Why your first run is slow now

Up to Build 5571, the ONNX Runtime DLL shipped inside the MT5 installer. Starting with Build 5572, the runtime is fetched on demand — the first time an EA on the machine calls any ONNX function, the platform downloads the appropriate runtime binary. The advantage is that MetaQuotes can push runtime updates (security fixes, new operator support) without releasing a full platform update.

The practical consequence: your first OnnxCreate on a fresh MT5 install may stall for 5–20 seconds while the runtime downloads. After that, the binary is cached and subsequent calls are instant. If you're deploying to a new VPS, run a smoke-test EA once before the live one starts — otherwise the live EA's OnInit() may time out on the first tick.

What to change in your code today

If you have an existing ONNX-using EA from 2024 or 2025, here's the minimum migration:

  1. Replace ONNX_CUDA_DISABLE with ONNX_USE_CPU_ONLY if you were using it.
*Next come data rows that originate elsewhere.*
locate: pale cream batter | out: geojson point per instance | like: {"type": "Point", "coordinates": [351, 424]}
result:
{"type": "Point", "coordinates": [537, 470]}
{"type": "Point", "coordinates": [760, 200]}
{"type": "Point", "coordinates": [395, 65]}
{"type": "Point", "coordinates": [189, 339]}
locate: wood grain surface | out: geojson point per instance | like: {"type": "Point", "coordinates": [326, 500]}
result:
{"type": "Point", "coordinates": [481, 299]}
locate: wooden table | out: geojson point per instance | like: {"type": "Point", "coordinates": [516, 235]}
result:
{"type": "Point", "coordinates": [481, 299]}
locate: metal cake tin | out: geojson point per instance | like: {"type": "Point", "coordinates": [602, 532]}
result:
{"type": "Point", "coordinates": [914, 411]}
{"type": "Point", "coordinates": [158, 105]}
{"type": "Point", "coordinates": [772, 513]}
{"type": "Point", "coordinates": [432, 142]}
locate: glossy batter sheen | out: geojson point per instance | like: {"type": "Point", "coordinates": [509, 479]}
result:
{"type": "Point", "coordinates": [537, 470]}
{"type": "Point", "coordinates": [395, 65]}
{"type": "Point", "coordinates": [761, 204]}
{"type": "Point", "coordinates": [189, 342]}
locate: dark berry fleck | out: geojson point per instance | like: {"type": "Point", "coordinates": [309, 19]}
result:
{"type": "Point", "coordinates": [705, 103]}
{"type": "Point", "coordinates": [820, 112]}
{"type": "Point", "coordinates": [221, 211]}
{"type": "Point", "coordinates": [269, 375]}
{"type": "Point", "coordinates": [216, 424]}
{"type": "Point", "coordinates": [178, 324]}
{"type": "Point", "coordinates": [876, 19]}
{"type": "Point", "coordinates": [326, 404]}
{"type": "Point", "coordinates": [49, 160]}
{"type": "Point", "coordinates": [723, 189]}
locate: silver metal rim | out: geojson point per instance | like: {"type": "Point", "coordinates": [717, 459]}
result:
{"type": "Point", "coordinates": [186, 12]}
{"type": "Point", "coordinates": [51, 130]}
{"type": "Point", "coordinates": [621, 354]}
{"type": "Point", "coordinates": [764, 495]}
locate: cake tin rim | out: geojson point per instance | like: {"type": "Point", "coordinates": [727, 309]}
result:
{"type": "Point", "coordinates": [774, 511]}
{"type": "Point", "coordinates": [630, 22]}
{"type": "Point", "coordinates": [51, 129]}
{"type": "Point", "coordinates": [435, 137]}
Code that still references the old name will not compile in 5572.
  2. Replace ONNX_DEBUG_LOGS with ONNX_LOGLEVEL_* at the desired verbosity. Production EAs should use ONNX_LOGLEVEL_WARNING to keep the Experts log clean.
  3. Decide your default: GPU or CPU. If your model is small (gradient-boosted trees, small MLPs), the CPU is faster after warm-up — add ONNX_USE_CPU_ONLY and stop worrying about GPU compatibility. If your model has any sequence layers (LSTM, GRU, transformer), benchmark both with ONNX_ENABLE_PROFILING before deciding.
  4. On a multi-GPU box, pin the device explicitly. ONNX_GPU_DEVICE_0 beats relying on the runtime's auto-pick — it makes the choice reproducible across restarts.

For the full working pattern — OnnxCreateFromBuffer, OnnxSetInputShape, OnnxRun, OnnxRelease — refer to the API cheat-sheet, updated for Build 5572.

where to run it

You can't add a GPU to a forex VPS.

Forex VPS providers (QuantVPS, ForexVPS, NYCServers) sell network proximity to broker matching engines — they're CPU-only by design. To run a CUDA-enabled ONNX session, you need a local NVIDIA workstation or a GPU cloud instance. We compare four cloud providers honestly:

Affiliate disclosure: some links above are affiliate links. We earn a commission if you sign up — recommendations are independent.


The bottom line

Build 5572 doesn't change what you can do in MQL5 with ONNX — you could load and run models before. It changes how fast and at what model size. Architectures that were impractical on CPU (a few hundred milliseconds per inference) are now sub-10 ms on a Turing-or-newer GPU. The cost is the new constraint: your hardware has to be 2018-or-newer NVIDIA, your code has to use the new flag names, and your first run on a fresh machine will stall while the runtime downloads.

For anyone shipping a serious ML-backed Expert Advisor in 2026, this build is the new baseline.